There are cases in which a chronic subdural hematoma on a CT scan image is missed.

How can this be?

“In general, some subdural hemorrhages can be particularly hard to see on CT because, as they age, their density can become almost the same as the surrounding normal cerebrospinal fluid,” says Resham Mendi, MD, a renowned expert in the field of medical imaging, and the medical director of Bright Light Medical Imaging.

“When the density is similar (isodense), the blood can blend with the adjacent normal fluid,” says Dr. Mendi.

I am reminded of a man I met at the gym who was in his late 60s. I noticed that one side of his body was disabled, though he was able to walk without assistance.

He made a comment on my lift, which then opened the door to me asking what had caused his disability.

He told me he’d fallen backwards while sitting in a chair at a computer and slammed his head on the floor.

About 30 days later he began having concerning symptoms, went to the ER and had a CT scan of his head. It came back normal.

However, the symptoms only grew worse, and about 30 days after the first CT scan he had another, and this time it showed a chronic subdural hematoma.

When that second CT scan was compared to the first, the bleeding was only then identified on the first image.

At that point it was established that whoever read the first CT scan had missed the chronic subdural hematoma.

As a consequence of delayed treatment (which would have entailed surgical draining of the excess fluid), the man suffered permanent mobility problems on one side of his body.

There is no data on what percentage of CT scans for a suspected chronic subdural hematoma are missed.

But there are times when they are missed in symptomatic patients.

Patient Has Recent Fall History, Current Neurological Symptoms

The collection of fluid will make the natural convolutions (burrows) of the brain less clear on the image.

So if the classic crescent shape of the bleed is not obvious, the more faded area of the convolutions should be – which should then be a tipoff to the radiologist that there is a very slow brain bleed in that area – especially when other possible causes of the symptoms have been ruled out.

A chronic subdural hematoma is a slow bleeding under the dura mater of the brain, and it can take up to 90 days before the first symptoms begin appearing.

Symptoms include headache, one-sided weakness, dragging one foot when walking, slurred speech, cognitive changes and seizure.

In an acute SH, the symptoms occur within 24 hours of the head trauma, often instantly or soon after (high mortality rate). Loss of consciousness may be instant or within hours.

There may also be projectile vomiting (highly suspicious for acute bleeding), a searing headache, increasing drowsiness and seizures.

If you suspect you or a family member have a chronic subdural hematoma, but the CT scan comes back negative —

— you should request an MRI, which is more sensitive to showing the collection.

Also keep in mind that if the person’s head did NOT hit anything during a fall, this does not rule out the possibility of a brain bleed.
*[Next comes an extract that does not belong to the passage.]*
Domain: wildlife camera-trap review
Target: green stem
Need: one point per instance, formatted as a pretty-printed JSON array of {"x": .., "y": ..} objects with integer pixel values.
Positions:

The jerking motion of the head in an elderly person, even though the head does not hit anything, is sometimes all it takes to tear tiny veins and cause the slow leaking of blood.

dr. mendi
Dr. Mendi has published several articles in radiology journals and has expertise in MRI, women’s imaging, musculoskeletal, neurological and body imaging.
Lorra Garrick has been covering medical, fitness and cybersecurity topics for many years, having written thousands of articles for print magazines and websites, including as a ghostwriter. She’s also a former ACE-certified personal trainer.  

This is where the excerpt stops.